BUENOS AIRES — Argentina’s Navy detected seven brief satellite calls late Saturday that officials believe might have come from a submarine with 44 crew members that hadn’t been heard from in three days.
The communication attempts ‘‘indicate that the crew is trying to re-establish contact, so we are working to locate the source of the emissions,’’ the Navy said on its Twitter account. ‘‘The calls of a short duration, between 4 and 36 seconds, were received between 10:52 and 10:42 on Saturday at different bases.’’
Argentina’s authorities clarified that it has not been confirmed that the calls came from the submarine, though that is the working hypothesis.
Earlier Saturday, Navy spokesman Enrique Balbi said the area being searched off the country’s southern Atlantic coast had been doubled as concerns about the fate of the submarine and its crew grew.
‘‘We are not discounting any hypothesis,’’ Balbi said.
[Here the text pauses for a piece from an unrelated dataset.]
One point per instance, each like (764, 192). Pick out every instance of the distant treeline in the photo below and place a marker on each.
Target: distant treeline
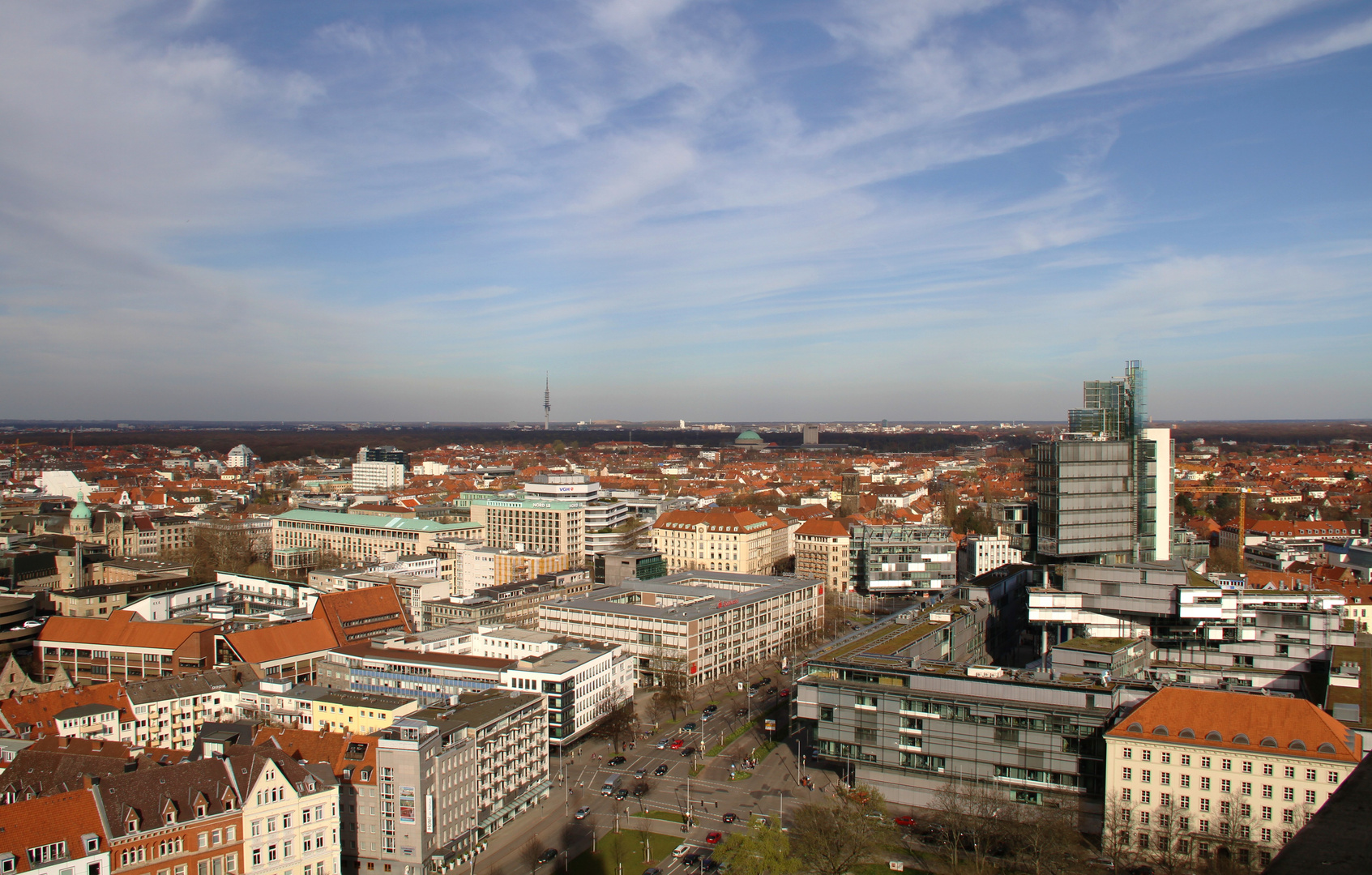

Possibilities to explain its disappearance include ‘‘a problem with communications’’ or with its power system, he said.
Authorities last had contact with the German-built diesel-electric sub, the ARA San Juan, on Wednesday as it was on a voyage from the extreme southern port of Ushuaia to Mar del Plata.
President Mauricio Macri said in a tweet that the country will use ‘‘all resources national and international that are necessary to find the submarine.’’
Pledges of help came from Chile, Uruguay, Peru, and Brazil, as well as the United States, which sent a NASA scientific aircraft and a Navy plane. Britain was sending a polar exploration vessel, the HMS Protector, which British officials said should arrive Sunday.
The US Navy ordered its Undersea Rescue Command based in San Diego, Calif., to deploy to Argentina to support the search for the submarine.
Admiral Gabriel Gonzalez, chief of the Mar del Plata Naval Base, said they are coordinating ‘‘with units from the United Kingdom and the United States.’’ Britain and Argentina fought a war in 1982 over the Falkland Islands, which are called the Malvinas in Argentina.
Relatives of the crew members gathered at the Mar del Plata Naval Base in the hopes of hearing news about their loved ones.
‘‘We feel anguish. We are reserved but will not lose our hope that they will return,’’ Marcela Moyano, wife of machinist Hernan Rodriguez, told television network TN.
From the Vatican, Argentine Pope Francis said he was making ‘‘fervent prayers’’ for the crew.
Francis ‘‘asks that his closeness be conveyed to their families and to the military and civil authorities of the country in these difficult moments.’’
Those family members and the Argentine government were facing a cruel fact of submarine life. The vessels are often among a country’s most expensive and complex military assets — and, during accidents or times of crisis, their most vulnerable.